For editing instructions and runtime parameters, see the
User's Guide.

PLEASE NOTE: Processing may require a significant amount of RAM.  Highest observed memory usage is ~13.5GB for a 51-million read run. A 26-million read run still takes ~11GB.


The Tag Count Tables

Tag count tables are the main product of Step 2, giving lanewise read counts and gene associations for each tag. Every tag that made it through alignment will be reported in some table, no matter what the condition.

There are five main tables:

genic_table.txt Tags associated with one gene
intergenic_table.txt Single-site tags associated with no genes
ambig_table.txt Single-site tags associated with >1 genes
repeat_table.txt Multiple-site tags associated with >1 genes (or no genes)
annotations_table.txt Annotations for every gene encountered in the tables (including those below).

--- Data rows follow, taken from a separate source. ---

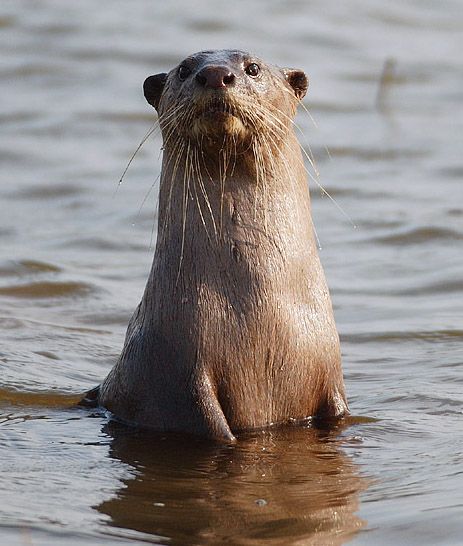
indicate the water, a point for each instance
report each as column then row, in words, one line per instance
column 75, row 253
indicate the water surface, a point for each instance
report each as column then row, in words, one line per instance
column 75, row 251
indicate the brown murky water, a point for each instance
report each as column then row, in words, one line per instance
column 75, row 251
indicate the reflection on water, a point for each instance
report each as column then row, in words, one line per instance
column 291, row 486
column 75, row 250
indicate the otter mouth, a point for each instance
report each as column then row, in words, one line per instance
column 217, row 109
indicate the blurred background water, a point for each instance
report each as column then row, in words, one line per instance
column 75, row 251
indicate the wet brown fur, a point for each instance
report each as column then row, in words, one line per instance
column 235, row 329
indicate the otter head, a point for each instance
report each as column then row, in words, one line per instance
column 225, row 93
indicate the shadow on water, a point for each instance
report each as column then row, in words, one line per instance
column 293, row 485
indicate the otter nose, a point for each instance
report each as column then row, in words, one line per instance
column 215, row 77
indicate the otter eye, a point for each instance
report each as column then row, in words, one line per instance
column 183, row 72
column 252, row 70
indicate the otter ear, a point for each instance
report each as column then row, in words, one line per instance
column 153, row 87
column 297, row 80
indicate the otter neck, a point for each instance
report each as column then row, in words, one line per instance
column 203, row 182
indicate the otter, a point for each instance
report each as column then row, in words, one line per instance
column 235, row 330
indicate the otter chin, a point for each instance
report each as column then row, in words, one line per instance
column 235, row 329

The above tables are limited to tags with 2 or more reads (for the entire experiment). So-called "singleton" tags are reported in a separate set of tables:

genic_singletons.txt
intergenic_singletons.txt
ambig_singletons.txt
repeat_singletons.txt

Lastly are the miscellaneous tables, which contain 'FYI' data or material for troubleshooting / further investigation:

adaptor_tags.txt NM tags which were found to contain portions of the 3' sequencing adaptor.
processed_NMs.txt "Clean" NM tags (no adaptor pieces), ranked by read count.
mapping_errors.txt  Mapping error tags, where off-center alignment occurred within the tag tables. Most of these are defective reads anyway, but all data from the alignment run makes it into a report one way or the other.


The Reports

The additional reports:

code_summary.txt A comprehensive breakdown of Eland read-code counts and tag table hits. Numbers are reported both readwise and tagwise, using filtered and unfiltered reads, allowing inspection of how the alignments fared, what areas were most impacted by filtering, what types and percentages of reads were mapped to what table, and more.
tables_README.txt   A short file capturing runtime parameters, some descriptive stats, and a rescue summary (where applicable).


The Track Files

Track files give tag positions and read counts in Log10 TPM (tags-per-million). Since tags with < 10 TPM will appear below the line in a .wig file, both strands cannot be accurately represented in one track, so W and C appear in independent files. The raw tracks can be very large, so .bz2 versions are also created automatically. Here ExpName is the experiment name, a user-defined runtime parameter.

{ExpName}_W.wig
{ExpName}_C.wig
{ExpName}_W.wig.bz2
{ExpName}_C.wig.bz2

Also note that repeat tags are excluded, and read counts from silent repeat tags are divided equally among their respective sites.

As the tracks are in .wig format, they are intended for viewing in UCSC and are not Ensembl-compatible. Ensembl-ready, LDAS-type track files (similiar to GFF) are in development.



Postprocessing

Some Ideas

  • Check if normalization is required: Convert values to TPM and look at housekeeper behavior across lanes.
  • Assess differential expression in genic reads (if your experiment involved 2 or more conditions).
  • BLAST the high-copy-count NM tags.
  • Look for read clusters in intergenic space.
  • Inspect gene prediction sets for possible supporting evidence.